New Delhi: A parliamentary standing committee has criticised India’s shipping ministry for underperformance in various areas.
Among the issues cited was the fact that the average utilisation of funds during the first half of the Twelfth Five-Year Plan (2012-17) was only 55.45%, which the panel felt was “very low, just above the halfway mark”. The committee said that, since the beginning of the Twelfth Plan, there had been a consistent decline in the utilisation of plan funds by the ministry.
“The committee is clueless about how far the ministry will be able to achieve its ambitious plan for capacity addition to ports by 1.53 times the existing capacity at the end of the 12 Plan,” the report said.
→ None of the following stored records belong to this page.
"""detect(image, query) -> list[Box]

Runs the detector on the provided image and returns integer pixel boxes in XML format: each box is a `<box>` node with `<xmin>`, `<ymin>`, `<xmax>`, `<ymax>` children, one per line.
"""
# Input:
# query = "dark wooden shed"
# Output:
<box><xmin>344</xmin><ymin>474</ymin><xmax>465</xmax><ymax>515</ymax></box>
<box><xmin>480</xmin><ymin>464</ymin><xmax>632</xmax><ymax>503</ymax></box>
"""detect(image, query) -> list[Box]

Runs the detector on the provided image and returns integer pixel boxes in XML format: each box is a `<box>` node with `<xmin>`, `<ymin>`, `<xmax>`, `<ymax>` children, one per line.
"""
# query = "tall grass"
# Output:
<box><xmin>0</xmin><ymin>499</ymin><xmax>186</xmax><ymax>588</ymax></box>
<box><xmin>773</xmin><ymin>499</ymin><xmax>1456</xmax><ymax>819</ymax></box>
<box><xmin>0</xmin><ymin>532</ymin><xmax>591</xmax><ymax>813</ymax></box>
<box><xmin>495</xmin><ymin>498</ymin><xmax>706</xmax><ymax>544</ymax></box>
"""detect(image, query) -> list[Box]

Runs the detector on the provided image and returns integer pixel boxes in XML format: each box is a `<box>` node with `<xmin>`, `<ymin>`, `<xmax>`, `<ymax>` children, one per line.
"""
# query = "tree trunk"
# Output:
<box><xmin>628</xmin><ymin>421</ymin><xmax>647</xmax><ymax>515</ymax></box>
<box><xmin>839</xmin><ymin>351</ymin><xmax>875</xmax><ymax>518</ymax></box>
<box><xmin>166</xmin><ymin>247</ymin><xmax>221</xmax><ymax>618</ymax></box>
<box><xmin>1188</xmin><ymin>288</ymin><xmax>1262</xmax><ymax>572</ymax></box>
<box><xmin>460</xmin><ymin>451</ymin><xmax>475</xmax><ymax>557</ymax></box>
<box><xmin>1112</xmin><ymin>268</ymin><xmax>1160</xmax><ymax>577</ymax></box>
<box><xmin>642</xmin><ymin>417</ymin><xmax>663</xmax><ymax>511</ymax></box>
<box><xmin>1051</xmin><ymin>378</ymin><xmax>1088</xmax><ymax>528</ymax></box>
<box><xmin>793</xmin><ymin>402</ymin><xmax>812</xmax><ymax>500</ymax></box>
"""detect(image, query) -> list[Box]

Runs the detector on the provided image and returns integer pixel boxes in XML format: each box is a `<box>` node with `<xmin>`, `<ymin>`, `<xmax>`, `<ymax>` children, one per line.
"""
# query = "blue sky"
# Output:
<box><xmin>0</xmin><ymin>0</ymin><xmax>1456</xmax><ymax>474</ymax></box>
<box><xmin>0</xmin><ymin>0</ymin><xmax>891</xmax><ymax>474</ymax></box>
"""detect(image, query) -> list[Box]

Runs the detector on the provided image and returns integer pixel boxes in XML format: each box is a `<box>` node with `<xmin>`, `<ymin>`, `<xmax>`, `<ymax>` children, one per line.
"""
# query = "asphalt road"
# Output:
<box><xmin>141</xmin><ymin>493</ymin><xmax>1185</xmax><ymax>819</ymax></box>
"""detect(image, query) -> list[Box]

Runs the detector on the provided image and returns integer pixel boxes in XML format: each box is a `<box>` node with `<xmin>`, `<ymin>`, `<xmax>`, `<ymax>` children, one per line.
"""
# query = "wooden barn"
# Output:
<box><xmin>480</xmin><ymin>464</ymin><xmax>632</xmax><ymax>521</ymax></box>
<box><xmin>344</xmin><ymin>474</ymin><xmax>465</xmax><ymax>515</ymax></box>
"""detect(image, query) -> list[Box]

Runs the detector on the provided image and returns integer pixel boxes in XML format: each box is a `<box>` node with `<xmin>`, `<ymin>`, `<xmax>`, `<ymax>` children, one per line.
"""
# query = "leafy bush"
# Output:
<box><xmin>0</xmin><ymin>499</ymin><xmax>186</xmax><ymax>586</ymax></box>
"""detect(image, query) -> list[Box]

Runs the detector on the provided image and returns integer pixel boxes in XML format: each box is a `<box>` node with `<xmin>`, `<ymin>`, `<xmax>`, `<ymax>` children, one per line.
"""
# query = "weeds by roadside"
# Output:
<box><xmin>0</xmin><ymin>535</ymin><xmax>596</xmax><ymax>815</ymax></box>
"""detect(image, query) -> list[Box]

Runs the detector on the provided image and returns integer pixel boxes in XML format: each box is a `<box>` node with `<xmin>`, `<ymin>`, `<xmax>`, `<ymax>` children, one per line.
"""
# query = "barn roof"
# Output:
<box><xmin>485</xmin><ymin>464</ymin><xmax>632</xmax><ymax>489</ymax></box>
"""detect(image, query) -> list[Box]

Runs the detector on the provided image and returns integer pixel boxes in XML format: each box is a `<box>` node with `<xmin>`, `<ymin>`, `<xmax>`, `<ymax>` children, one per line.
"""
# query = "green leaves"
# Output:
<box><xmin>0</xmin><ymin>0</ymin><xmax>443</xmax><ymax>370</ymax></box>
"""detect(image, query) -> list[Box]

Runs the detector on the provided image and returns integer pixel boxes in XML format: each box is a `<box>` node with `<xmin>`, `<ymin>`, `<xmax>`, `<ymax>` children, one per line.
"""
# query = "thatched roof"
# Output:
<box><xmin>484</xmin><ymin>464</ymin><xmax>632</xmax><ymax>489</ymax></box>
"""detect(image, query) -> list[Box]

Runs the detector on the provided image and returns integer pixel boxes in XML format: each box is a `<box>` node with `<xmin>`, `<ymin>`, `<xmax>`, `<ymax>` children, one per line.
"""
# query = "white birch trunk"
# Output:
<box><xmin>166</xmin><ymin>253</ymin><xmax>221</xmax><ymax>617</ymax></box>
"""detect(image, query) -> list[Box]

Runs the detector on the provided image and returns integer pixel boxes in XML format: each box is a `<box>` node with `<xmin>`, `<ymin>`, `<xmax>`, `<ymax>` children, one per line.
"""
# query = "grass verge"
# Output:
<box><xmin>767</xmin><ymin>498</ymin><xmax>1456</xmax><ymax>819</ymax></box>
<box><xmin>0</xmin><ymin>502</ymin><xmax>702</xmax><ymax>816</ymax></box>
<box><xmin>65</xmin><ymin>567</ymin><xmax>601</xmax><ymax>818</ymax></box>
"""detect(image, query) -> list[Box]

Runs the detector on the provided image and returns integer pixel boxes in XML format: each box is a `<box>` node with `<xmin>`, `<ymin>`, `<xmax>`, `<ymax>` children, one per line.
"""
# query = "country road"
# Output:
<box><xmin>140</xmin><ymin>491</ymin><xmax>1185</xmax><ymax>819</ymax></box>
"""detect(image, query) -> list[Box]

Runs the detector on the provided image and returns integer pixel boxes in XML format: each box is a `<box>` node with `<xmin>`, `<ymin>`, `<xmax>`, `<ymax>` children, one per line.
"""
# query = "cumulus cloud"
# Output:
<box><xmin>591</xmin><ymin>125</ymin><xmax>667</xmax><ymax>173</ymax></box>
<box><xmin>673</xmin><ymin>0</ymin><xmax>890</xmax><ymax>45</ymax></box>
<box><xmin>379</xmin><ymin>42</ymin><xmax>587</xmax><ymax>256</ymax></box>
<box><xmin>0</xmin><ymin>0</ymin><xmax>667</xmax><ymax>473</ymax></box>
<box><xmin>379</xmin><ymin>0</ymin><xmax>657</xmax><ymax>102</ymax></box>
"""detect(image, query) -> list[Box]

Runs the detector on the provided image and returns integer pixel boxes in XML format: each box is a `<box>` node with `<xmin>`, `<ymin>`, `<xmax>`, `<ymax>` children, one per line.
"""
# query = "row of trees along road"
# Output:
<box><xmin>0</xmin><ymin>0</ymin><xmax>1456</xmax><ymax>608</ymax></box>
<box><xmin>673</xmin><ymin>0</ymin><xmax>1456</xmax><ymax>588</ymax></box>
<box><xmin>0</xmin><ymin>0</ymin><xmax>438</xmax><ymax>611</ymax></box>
Fund allocation towards water transport was also criticised. “Water transport has got only symbolic allocations during the cited plan period,” the report said. “The port sector has less allocation in 2015-16, compared to the budget expenditure of 2014-15. Many major ports have been neglected during budget allocations.”
The report also declared that the scarcity of allocations towards the Cochin port, Haldia Dock and Visakhapatnam port would adversely affect the revenue earnings of the Dredging Corporation of India (DCI), as most dredging works are carried out by the state-run corporation at these ports.
The committee pointed out that DCI had managed to lower its operational losses during the last two years and finally managed to register a profit, despite having overdue outstandings amounting to INR6.94bn ($110m) from the major ports coming under the central government’s control.